Search code examples
pythonfaker

Maximum Limit of distinct fake data using Python Faker package


I have used Python Faker for generating fake data. But I need to know what is the maximum number of distinct fake data (eg: fake names) can be generated using faker (eg: fake.name() ).

I have generated 100,000 fake names and I got less than 76,000 distinct names. I need to know the maximum limit so that I can know how much we can scale using this package for generating data.

I need to generate huge dataset. I also want to know is Php faker, perl faker are all same for different environments?

Other packages for generating huge dataset will be highly appreciated.


Solution

  • I had this same issue and looked more into it.

    In the en_US provider there about 1000 last names and 750 first names for about 750000 unique combos. If you randomly select a first and last name, there is a chance you'll get duplicates. But in reality, that's how the real world works, there are many John Smiths and Robert Doyles out there.

    There are 7203 first names and 473 last names in the en profile which can kind of help.
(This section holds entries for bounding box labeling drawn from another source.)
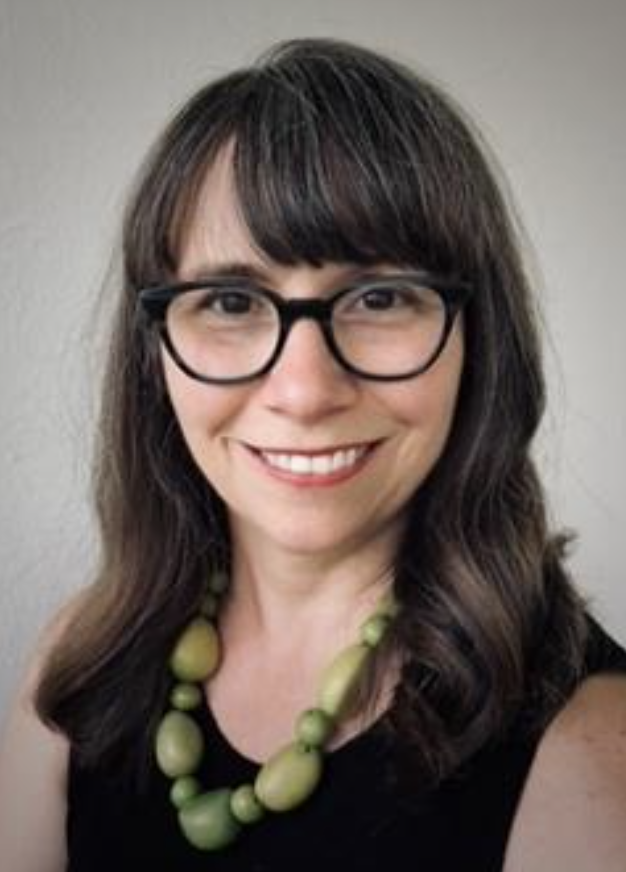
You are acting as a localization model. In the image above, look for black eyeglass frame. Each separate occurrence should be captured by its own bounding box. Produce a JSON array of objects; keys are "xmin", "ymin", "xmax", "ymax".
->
[{"xmin": 138, "ymin": 272, "xmax": 473, "ymax": 385}]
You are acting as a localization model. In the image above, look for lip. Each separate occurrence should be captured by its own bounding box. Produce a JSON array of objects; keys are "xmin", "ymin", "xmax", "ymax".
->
[{"xmin": 241, "ymin": 439, "xmax": 383, "ymax": 488}]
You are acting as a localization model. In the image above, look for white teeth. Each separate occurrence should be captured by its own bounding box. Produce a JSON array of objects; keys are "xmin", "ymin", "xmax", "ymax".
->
[{"xmin": 261, "ymin": 446, "xmax": 367, "ymax": 475}]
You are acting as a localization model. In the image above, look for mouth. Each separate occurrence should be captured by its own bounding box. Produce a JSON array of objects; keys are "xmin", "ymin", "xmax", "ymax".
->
[{"xmin": 246, "ymin": 440, "xmax": 382, "ymax": 484}]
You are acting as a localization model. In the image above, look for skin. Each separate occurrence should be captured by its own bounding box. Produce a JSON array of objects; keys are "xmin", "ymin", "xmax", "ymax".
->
[
  {"xmin": 0, "ymin": 152, "xmax": 626, "ymax": 872},
  {"xmin": 163, "ymin": 150, "xmax": 463, "ymax": 624},
  {"xmin": 163, "ymin": 153, "xmax": 463, "ymax": 760}
]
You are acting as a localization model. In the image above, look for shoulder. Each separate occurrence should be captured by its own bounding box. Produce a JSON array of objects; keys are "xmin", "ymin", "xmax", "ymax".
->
[
  {"xmin": 504, "ymin": 673, "xmax": 626, "ymax": 872},
  {"xmin": 0, "ymin": 593, "xmax": 88, "ymax": 872}
]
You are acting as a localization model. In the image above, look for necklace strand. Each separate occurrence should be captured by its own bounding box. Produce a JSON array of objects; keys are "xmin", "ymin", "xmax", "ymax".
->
[{"xmin": 155, "ymin": 573, "xmax": 397, "ymax": 851}]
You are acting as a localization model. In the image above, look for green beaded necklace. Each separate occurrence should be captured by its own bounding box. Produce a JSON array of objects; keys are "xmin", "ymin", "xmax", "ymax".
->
[{"xmin": 155, "ymin": 573, "xmax": 396, "ymax": 851}]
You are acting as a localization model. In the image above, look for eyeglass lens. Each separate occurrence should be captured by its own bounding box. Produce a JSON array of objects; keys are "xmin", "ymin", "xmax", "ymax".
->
[{"xmin": 166, "ymin": 279, "xmax": 447, "ymax": 380}]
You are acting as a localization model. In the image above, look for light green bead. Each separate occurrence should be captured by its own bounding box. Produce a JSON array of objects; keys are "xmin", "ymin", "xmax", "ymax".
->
[
  {"xmin": 170, "ymin": 683, "xmax": 202, "ymax": 712},
  {"xmin": 254, "ymin": 742, "xmax": 322, "ymax": 811},
  {"xmin": 296, "ymin": 709, "xmax": 335, "ymax": 748},
  {"xmin": 155, "ymin": 711, "xmax": 204, "ymax": 778},
  {"xmin": 318, "ymin": 642, "xmax": 372, "ymax": 719},
  {"xmin": 170, "ymin": 618, "xmax": 220, "ymax": 681},
  {"xmin": 230, "ymin": 784, "xmax": 265, "ymax": 824},
  {"xmin": 170, "ymin": 775, "xmax": 202, "ymax": 808},
  {"xmin": 360, "ymin": 615, "xmax": 391, "ymax": 648},
  {"xmin": 178, "ymin": 789, "xmax": 241, "ymax": 851}
]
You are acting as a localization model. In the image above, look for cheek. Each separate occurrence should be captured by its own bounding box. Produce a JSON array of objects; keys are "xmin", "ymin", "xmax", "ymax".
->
[{"xmin": 163, "ymin": 357, "xmax": 237, "ymax": 456}]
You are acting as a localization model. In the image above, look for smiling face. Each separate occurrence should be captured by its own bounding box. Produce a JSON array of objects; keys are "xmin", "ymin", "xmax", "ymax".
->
[{"xmin": 163, "ymin": 152, "xmax": 463, "ymax": 556}]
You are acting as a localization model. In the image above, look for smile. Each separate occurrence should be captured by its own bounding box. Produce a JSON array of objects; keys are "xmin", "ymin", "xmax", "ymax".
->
[
  {"xmin": 261, "ymin": 445, "xmax": 368, "ymax": 475},
  {"xmin": 244, "ymin": 442, "xmax": 379, "ymax": 484}
]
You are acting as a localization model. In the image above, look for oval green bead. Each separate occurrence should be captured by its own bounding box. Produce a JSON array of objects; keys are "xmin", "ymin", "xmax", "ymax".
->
[
  {"xmin": 170, "ymin": 683, "xmax": 202, "ymax": 712},
  {"xmin": 296, "ymin": 709, "xmax": 335, "ymax": 748},
  {"xmin": 318, "ymin": 642, "xmax": 372, "ymax": 718},
  {"xmin": 360, "ymin": 615, "xmax": 391, "ymax": 648},
  {"xmin": 170, "ymin": 775, "xmax": 202, "ymax": 808},
  {"xmin": 170, "ymin": 618, "xmax": 220, "ymax": 681},
  {"xmin": 254, "ymin": 742, "xmax": 322, "ymax": 811},
  {"xmin": 230, "ymin": 784, "xmax": 265, "ymax": 824},
  {"xmin": 178, "ymin": 789, "xmax": 241, "ymax": 851},
  {"xmin": 155, "ymin": 711, "xmax": 204, "ymax": 778}
]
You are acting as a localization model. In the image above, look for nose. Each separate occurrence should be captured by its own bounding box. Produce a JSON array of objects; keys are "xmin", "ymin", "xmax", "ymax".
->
[{"xmin": 262, "ymin": 318, "xmax": 359, "ymax": 421}]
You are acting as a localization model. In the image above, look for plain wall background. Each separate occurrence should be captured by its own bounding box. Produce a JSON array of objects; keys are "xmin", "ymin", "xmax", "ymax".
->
[{"xmin": 0, "ymin": 0, "xmax": 626, "ymax": 710}]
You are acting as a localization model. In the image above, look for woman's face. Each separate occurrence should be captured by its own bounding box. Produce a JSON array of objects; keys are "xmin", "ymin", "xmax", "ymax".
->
[{"xmin": 163, "ymin": 159, "xmax": 463, "ymax": 556}]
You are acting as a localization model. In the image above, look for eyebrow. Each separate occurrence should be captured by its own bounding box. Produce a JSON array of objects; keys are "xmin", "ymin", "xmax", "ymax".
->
[{"xmin": 178, "ymin": 261, "xmax": 390, "ymax": 285}]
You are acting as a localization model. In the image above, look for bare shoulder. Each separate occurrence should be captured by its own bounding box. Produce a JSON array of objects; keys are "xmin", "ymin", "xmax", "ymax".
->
[
  {"xmin": 504, "ymin": 674, "xmax": 626, "ymax": 872},
  {"xmin": 0, "ymin": 592, "xmax": 89, "ymax": 872}
]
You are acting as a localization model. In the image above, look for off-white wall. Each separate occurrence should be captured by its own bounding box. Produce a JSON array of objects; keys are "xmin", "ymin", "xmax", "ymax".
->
[{"xmin": 0, "ymin": 0, "xmax": 626, "ymax": 707}]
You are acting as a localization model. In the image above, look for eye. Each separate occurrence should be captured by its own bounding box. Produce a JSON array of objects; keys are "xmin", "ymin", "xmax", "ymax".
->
[
  {"xmin": 359, "ymin": 288, "xmax": 402, "ymax": 312},
  {"xmin": 198, "ymin": 289, "xmax": 258, "ymax": 315}
]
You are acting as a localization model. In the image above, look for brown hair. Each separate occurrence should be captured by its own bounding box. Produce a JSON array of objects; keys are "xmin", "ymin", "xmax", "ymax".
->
[{"xmin": 37, "ymin": 39, "xmax": 584, "ymax": 781}]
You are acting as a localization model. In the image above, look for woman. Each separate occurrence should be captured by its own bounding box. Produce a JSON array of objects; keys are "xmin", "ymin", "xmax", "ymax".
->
[{"xmin": 0, "ymin": 40, "xmax": 626, "ymax": 872}]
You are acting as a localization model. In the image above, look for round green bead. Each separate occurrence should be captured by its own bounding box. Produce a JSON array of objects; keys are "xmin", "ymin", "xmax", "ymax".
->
[
  {"xmin": 178, "ymin": 788, "xmax": 241, "ymax": 851},
  {"xmin": 360, "ymin": 615, "xmax": 391, "ymax": 648},
  {"xmin": 296, "ymin": 709, "xmax": 335, "ymax": 748},
  {"xmin": 230, "ymin": 784, "xmax": 265, "ymax": 824},
  {"xmin": 170, "ymin": 682, "xmax": 202, "ymax": 712},
  {"xmin": 170, "ymin": 775, "xmax": 202, "ymax": 808}
]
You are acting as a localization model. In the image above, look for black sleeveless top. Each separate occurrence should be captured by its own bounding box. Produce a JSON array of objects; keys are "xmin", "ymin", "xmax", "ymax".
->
[{"xmin": 67, "ymin": 623, "xmax": 626, "ymax": 872}]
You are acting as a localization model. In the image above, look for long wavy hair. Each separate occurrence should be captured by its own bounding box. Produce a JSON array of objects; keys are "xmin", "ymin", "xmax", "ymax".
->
[{"xmin": 36, "ymin": 39, "xmax": 585, "ymax": 784}]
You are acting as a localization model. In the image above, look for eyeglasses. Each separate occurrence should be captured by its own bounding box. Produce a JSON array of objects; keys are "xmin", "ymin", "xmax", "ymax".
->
[{"xmin": 139, "ymin": 273, "xmax": 471, "ymax": 385}]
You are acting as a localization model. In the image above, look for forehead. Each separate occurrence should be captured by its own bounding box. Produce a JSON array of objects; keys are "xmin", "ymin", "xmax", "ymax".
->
[{"xmin": 177, "ymin": 148, "xmax": 269, "ymax": 280}]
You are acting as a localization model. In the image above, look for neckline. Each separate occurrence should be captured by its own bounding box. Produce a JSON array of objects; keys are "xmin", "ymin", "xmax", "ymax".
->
[{"xmin": 199, "ymin": 700, "xmax": 388, "ymax": 770}]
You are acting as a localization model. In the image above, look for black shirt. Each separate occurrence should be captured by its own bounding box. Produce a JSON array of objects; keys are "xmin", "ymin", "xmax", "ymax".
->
[{"xmin": 67, "ymin": 623, "xmax": 626, "ymax": 872}]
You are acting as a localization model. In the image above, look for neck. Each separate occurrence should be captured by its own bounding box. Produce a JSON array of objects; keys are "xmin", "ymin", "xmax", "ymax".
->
[{"xmin": 220, "ymin": 542, "xmax": 392, "ymax": 651}]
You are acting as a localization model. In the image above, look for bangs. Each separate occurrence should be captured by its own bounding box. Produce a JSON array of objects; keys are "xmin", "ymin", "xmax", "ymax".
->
[
  {"xmin": 140, "ymin": 40, "xmax": 498, "ymax": 283},
  {"xmin": 233, "ymin": 59, "xmax": 473, "ymax": 273}
]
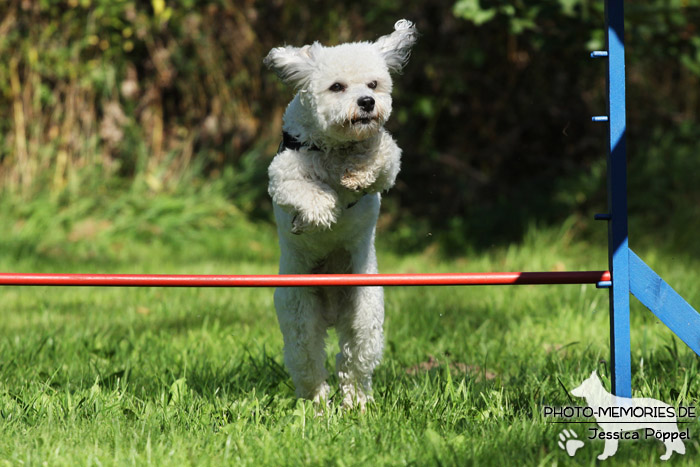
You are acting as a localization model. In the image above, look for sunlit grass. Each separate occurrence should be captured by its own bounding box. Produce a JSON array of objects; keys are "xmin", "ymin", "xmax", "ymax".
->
[{"xmin": 0, "ymin": 193, "xmax": 699, "ymax": 465}]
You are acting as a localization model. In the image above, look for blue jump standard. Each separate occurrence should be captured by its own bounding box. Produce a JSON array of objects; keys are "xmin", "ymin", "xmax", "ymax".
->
[{"xmin": 591, "ymin": 0, "xmax": 700, "ymax": 397}]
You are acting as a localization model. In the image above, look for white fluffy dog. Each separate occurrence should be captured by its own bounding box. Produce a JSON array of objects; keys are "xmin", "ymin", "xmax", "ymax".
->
[{"xmin": 264, "ymin": 20, "xmax": 417, "ymax": 407}]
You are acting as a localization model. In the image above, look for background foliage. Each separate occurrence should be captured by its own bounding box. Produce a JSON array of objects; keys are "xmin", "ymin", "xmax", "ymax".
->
[{"xmin": 0, "ymin": 0, "xmax": 700, "ymax": 250}]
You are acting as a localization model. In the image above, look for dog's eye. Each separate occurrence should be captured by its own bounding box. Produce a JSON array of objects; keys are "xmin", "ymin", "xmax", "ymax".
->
[{"xmin": 328, "ymin": 83, "xmax": 345, "ymax": 92}]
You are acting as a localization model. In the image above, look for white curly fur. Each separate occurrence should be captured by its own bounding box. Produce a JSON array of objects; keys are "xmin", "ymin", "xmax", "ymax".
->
[{"xmin": 264, "ymin": 20, "xmax": 417, "ymax": 407}]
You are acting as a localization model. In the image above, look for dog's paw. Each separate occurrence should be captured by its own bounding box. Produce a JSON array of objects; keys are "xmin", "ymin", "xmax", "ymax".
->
[
  {"xmin": 291, "ymin": 217, "xmax": 312, "ymax": 235},
  {"xmin": 340, "ymin": 170, "xmax": 377, "ymax": 192},
  {"xmin": 291, "ymin": 206, "xmax": 340, "ymax": 235}
]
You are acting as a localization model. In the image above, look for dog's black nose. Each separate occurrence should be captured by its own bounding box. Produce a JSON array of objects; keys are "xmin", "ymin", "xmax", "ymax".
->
[{"xmin": 357, "ymin": 96, "xmax": 374, "ymax": 112}]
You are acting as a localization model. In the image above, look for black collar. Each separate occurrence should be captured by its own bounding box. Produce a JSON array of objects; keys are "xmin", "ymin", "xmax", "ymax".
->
[{"xmin": 277, "ymin": 131, "xmax": 321, "ymax": 154}]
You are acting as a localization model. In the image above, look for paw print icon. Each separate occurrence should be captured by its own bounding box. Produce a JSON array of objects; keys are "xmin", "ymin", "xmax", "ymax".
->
[{"xmin": 558, "ymin": 428, "xmax": 583, "ymax": 457}]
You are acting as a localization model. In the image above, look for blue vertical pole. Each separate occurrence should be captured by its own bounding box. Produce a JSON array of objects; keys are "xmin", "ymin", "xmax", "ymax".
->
[{"xmin": 605, "ymin": 0, "xmax": 632, "ymax": 397}]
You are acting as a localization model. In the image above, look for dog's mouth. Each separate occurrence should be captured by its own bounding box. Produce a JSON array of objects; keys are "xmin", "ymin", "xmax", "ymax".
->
[{"xmin": 350, "ymin": 117, "xmax": 377, "ymax": 125}]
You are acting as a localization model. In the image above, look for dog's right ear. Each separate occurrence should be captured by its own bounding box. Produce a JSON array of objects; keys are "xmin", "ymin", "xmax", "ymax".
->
[
  {"xmin": 263, "ymin": 42, "xmax": 320, "ymax": 89},
  {"xmin": 374, "ymin": 19, "xmax": 418, "ymax": 73}
]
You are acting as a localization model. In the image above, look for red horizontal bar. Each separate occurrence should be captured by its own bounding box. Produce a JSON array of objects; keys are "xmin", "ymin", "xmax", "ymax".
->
[{"xmin": 0, "ymin": 271, "xmax": 611, "ymax": 287}]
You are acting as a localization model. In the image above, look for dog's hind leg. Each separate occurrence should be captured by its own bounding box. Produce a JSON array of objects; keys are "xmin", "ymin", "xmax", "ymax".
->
[
  {"xmin": 598, "ymin": 439, "xmax": 618, "ymax": 461},
  {"xmin": 336, "ymin": 287, "xmax": 384, "ymax": 408},
  {"xmin": 275, "ymin": 287, "xmax": 330, "ymax": 402}
]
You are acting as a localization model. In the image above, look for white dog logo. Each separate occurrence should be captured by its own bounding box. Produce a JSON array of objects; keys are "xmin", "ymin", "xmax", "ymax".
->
[{"xmin": 571, "ymin": 371, "xmax": 687, "ymax": 460}]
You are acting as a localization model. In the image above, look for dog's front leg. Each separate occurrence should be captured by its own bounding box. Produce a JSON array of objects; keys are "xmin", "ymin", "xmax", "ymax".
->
[{"xmin": 268, "ymin": 161, "xmax": 342, "ymax": 234}]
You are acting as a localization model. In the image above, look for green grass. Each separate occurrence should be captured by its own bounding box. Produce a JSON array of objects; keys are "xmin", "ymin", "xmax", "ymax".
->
[{"xmin": 0, "ymin": 196, "xmax": 700, "ymax": 466}]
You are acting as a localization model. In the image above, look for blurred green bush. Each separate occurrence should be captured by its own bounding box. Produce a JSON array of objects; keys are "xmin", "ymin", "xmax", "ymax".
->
[{"xmin": 0, "ymin": 0, "xmax": 700, "ymax": 254}]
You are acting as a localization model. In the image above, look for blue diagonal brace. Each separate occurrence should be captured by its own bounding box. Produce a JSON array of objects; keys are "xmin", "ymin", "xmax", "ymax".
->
[{"xmin": 629, "ymin": 250, "xmax": 700, "ymax": 355}]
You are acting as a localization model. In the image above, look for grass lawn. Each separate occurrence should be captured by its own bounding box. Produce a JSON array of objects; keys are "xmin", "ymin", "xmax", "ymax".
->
[{"xmin": 0, "ymin": 198, "xmax": 700, "ymax": 466}]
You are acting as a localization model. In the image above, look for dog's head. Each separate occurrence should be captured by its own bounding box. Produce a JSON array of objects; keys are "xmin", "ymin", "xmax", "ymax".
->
[{"xmin": 264, "ymin": 20, "xmax": 417, "ymax": 142}]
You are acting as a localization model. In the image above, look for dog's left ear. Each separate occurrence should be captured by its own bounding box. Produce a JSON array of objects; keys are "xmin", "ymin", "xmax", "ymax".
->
[
  {"xmin": 374, "ymin": 19, "xmax": 418, "ymax": 72},
  {"xmin": 263, "ymin": 42, "xmax": 321, "ymax": 89}
]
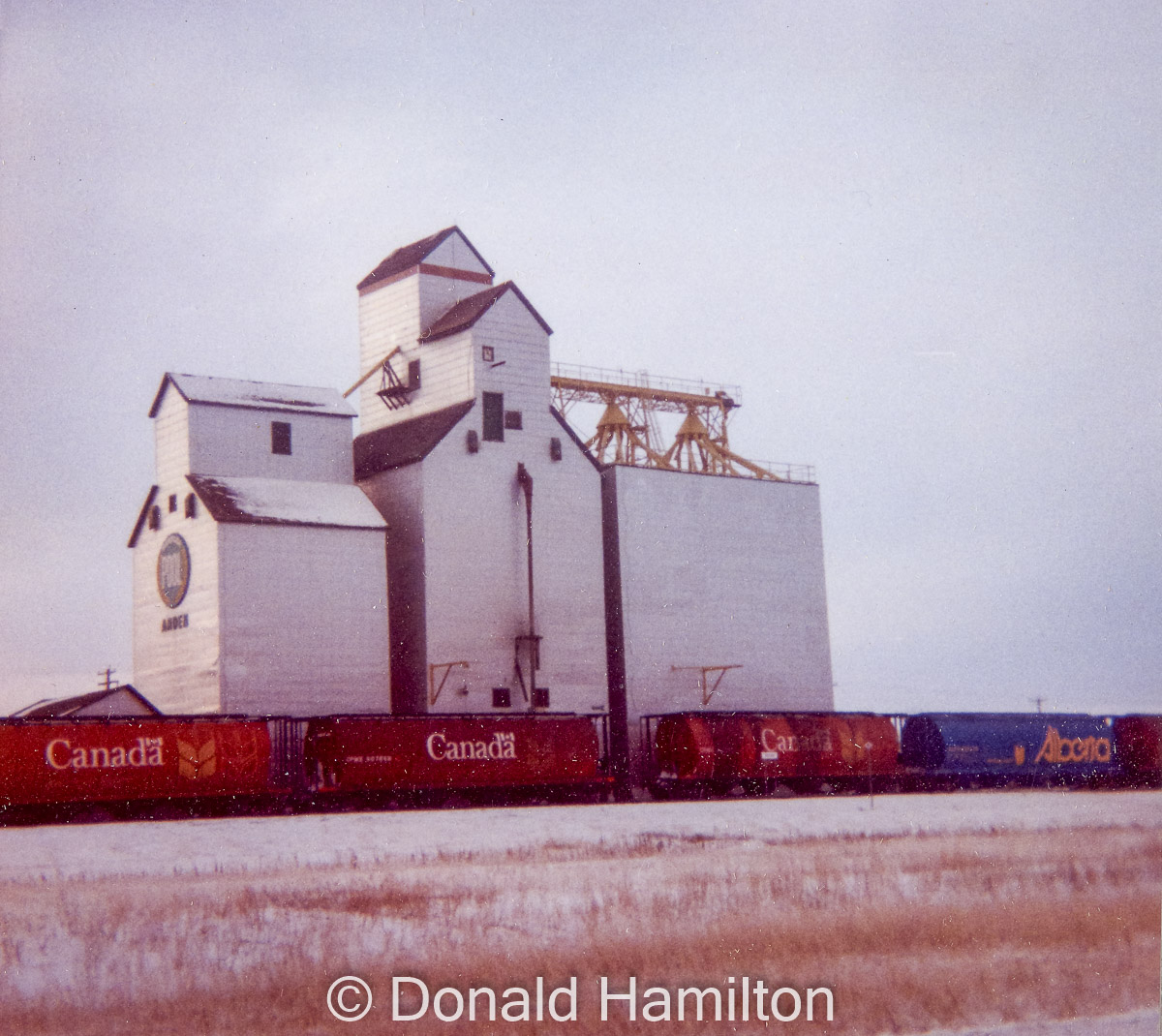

Faker chooses the combo of first name and last name meaning there are about 7203 * 473 = 3407019.

    But still, there is a chance you'll get duplicates.

    I solve this problem by adding numbers to names.

    I need to generate huge dataset.

    Keep in mind that in reality, any huge dataset of names will have duplicates. I work with large datasets (> 1 million names) and we see a ton of duplicate first and last names.

    If you read the faker package code, you can probably figure out how to modify it so you get all 3M distinct names.